Le vélo pour sauver la planète... et l’humain?

Si 14% des déplacements dans les grandes villes du monde étaient effectués à vélo, les émissions de gaz à effet de serre diminueraient de 11%.
Photo: Spencer Platt Getty Images Agence France-Presse Si 14% des déplacements dans les grandes villes du monde étaient effectués à vélo, les émissions de gaz à effet de serre diminueraient de 11%.

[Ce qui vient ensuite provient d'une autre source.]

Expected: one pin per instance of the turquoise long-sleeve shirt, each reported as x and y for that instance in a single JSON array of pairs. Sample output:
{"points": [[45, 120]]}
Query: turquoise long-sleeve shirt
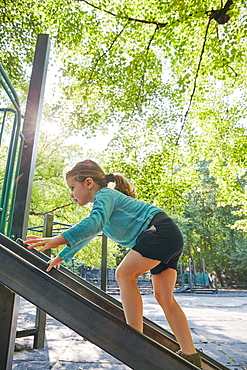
{"points": [[121, 218]]}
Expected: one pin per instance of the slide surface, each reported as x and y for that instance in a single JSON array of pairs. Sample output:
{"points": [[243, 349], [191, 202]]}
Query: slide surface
{"points": [[89, 311]]}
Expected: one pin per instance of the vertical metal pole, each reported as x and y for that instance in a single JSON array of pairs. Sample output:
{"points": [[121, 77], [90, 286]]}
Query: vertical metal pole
{"points": [[181, 274], [190, 275], [40, 321], [24, 188], [9, 307], [104, 263], [204, 273], [30, 132], [194, 271]]}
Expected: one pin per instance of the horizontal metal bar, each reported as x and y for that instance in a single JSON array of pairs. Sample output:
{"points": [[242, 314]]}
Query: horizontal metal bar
{"points": [[102, 299], [26, 332], [87, 319]]}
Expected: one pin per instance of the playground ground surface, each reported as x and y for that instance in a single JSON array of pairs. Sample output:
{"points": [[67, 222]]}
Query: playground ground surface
{"points": [[218, 323]]}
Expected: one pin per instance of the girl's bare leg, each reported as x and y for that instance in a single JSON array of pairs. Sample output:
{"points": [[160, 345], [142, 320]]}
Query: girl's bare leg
{"points": [[132, 266], [163, 290]]}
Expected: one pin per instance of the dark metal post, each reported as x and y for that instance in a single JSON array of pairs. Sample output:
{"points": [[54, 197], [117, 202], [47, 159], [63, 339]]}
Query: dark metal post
{"points": [[104, 263], [9, 301], [31, 132], [194, 272], [204, 273], [9, 307], [181, 274], [40, 321]]}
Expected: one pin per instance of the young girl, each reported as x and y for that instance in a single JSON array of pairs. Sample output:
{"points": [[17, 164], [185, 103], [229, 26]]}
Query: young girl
{"points": [[154, 240]]}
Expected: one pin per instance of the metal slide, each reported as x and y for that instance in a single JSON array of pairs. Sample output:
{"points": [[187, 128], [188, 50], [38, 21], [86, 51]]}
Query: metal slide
{"points": [[89, 311]]}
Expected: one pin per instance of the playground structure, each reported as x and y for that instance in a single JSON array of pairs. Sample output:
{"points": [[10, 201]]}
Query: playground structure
{"points": [[87, 310]]}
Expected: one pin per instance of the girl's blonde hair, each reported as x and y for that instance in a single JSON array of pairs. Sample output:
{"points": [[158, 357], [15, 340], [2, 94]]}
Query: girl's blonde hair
{"points": [[88, 168]]}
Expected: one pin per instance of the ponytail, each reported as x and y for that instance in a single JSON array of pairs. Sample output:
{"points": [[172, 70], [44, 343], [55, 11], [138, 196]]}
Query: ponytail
{"points": [[88, 168], [121, 184]]}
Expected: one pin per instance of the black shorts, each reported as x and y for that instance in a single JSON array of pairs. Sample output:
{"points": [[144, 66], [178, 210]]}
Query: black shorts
{"points": [[162, 241]]}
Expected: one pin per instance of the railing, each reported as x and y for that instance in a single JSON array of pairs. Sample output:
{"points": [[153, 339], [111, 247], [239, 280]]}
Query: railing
{"points": [[11, 143]]}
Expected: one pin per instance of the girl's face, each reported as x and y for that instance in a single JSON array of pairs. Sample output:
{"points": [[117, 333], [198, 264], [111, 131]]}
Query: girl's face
{"points": [[82, 192]]}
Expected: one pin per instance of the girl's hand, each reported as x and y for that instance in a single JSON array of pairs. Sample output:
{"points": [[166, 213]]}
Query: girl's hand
{"points": [[55, 262], [45, 243]]}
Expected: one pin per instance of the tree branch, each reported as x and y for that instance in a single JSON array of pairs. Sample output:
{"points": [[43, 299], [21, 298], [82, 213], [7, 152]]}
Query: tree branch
{"points": [[145, 63], [194, 84], [102, 55], [160, 24], [221, 15]]}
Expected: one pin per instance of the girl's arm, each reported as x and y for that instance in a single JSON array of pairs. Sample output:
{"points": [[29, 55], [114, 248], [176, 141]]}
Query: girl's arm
{"points": [[45, 243], [55, 262]]}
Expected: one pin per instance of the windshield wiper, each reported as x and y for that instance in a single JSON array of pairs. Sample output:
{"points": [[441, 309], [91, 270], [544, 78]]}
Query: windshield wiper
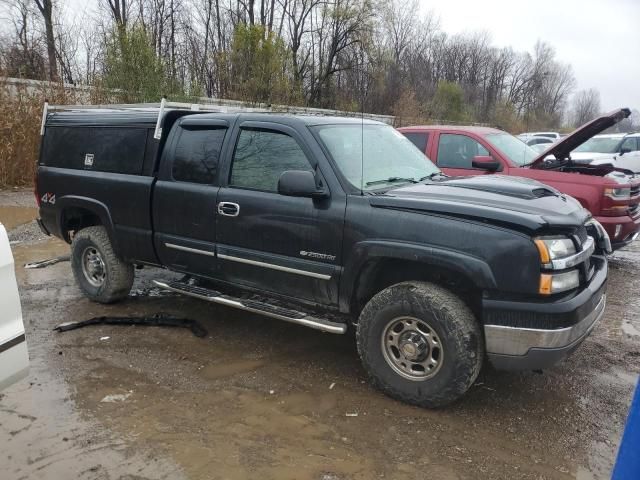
{"points": [[433, 175], [391, 180]]}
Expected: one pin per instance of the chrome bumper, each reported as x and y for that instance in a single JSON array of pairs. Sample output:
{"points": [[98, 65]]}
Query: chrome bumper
{"points": [[513, 341]]}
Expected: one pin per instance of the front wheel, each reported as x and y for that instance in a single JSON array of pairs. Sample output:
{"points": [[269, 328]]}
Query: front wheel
{"points": [[100, 274], [420, 343]]}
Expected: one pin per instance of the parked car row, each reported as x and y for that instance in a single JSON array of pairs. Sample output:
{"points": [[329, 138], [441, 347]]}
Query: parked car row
{"points": [[611, 195], [622, 150]]}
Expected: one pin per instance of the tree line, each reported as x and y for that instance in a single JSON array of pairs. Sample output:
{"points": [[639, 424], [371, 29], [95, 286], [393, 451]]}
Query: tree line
{"points": [[372, 55]]}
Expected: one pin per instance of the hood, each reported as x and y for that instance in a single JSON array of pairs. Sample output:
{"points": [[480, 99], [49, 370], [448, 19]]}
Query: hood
{"points": [[564, 147], [522, 202]]}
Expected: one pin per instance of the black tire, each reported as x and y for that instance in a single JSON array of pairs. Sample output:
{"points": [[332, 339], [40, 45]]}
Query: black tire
{"points": [[117, 276], [456, 331]]}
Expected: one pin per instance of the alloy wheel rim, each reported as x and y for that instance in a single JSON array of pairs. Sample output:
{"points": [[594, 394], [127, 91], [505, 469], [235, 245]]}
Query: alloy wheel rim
{"points": [[412, 348], [93, 266]]}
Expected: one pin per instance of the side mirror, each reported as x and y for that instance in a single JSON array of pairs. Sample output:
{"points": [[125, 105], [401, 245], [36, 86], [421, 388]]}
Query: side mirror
{"points": [[486, 162], [300, 183]]}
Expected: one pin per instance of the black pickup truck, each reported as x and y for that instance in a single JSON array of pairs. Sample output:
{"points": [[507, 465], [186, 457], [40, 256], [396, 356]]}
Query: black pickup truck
{"points": [[329, 223]]}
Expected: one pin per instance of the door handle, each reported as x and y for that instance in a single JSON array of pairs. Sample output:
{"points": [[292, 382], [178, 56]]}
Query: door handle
{"points": [[229, 209]]}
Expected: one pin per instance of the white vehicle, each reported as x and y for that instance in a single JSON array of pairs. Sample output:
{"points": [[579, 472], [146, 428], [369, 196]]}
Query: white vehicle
{"points": [[14, 358], [623, 150]]}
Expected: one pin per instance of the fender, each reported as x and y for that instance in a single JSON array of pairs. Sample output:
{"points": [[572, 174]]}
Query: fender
{"points": [[92, 205], [472, 268]]}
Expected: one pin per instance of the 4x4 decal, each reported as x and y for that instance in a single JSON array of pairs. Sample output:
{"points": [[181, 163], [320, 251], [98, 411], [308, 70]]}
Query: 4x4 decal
{"points": [[49, 198]]}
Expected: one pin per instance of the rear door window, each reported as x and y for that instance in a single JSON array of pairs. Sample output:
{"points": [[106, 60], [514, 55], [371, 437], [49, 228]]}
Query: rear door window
{"points": [[197, 154], [261, 156], [457, 151]]}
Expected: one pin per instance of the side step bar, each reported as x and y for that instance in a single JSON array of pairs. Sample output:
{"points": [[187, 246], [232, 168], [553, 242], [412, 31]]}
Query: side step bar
{"points": [[254, 306]]}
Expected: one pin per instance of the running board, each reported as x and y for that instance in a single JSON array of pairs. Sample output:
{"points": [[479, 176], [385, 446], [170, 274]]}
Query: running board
{"points": [[254, 306]]}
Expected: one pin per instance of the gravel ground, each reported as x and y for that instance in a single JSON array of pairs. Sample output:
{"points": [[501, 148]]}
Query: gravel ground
{"points": [[258, 398]]}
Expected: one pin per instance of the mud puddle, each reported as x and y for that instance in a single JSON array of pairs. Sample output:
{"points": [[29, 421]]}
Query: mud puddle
{"points": [[12, 216]]}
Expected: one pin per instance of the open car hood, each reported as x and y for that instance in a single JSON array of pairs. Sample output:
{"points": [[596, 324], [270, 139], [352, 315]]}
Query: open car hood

Oubliez la voiture électrique. Remplacer les voitures par des vélos serait la solution la plus économique pour sauver la planète.

Le journaliste britannique Peter Walker — qui couvre la politique en plus de tenir le blogue « vélo » du journal The Guardian — n’y va pas avec le dos de la cuillère avec le titre de son nouveau livre : How Cycling Can Save The World : « de l’éradication des problèmes de santé liés à l’inactivité jusqu’à l’atténuation des changements climatiques, d’un coup de fouet aux économies locales jusqu’à la construction de communautés », énumère-t-il au magazine Fast Company. Le vélo n’a qu’un problème d’image à résoudre... et quelques problèmes d’infrastructures urbaines.

Il faut dire que Walker s’adresse à un lectorat qui part de plus loin que le lecteur québécois ou même parisien moyen : « le vélo n’est pas aussi peu sécuritaire qu’il en a l’air ». Aux États-Unis, 800 personnes meurent chaque année d’un accident de vélo... contre 200 000 qui meurent prématurément d’une maladie liée au manque d’activité physique. 

Une étude publiée au Danemark en 2000 — les études les plus approfondies sur le cyclisme proviennent du Danemark ou des Pays-Bas, écrit-il —, portant sur 30 000 cyclistes suivis pendant 15 ans, a conclu que le risque de décès était de 40 % inférieur au reste de la population.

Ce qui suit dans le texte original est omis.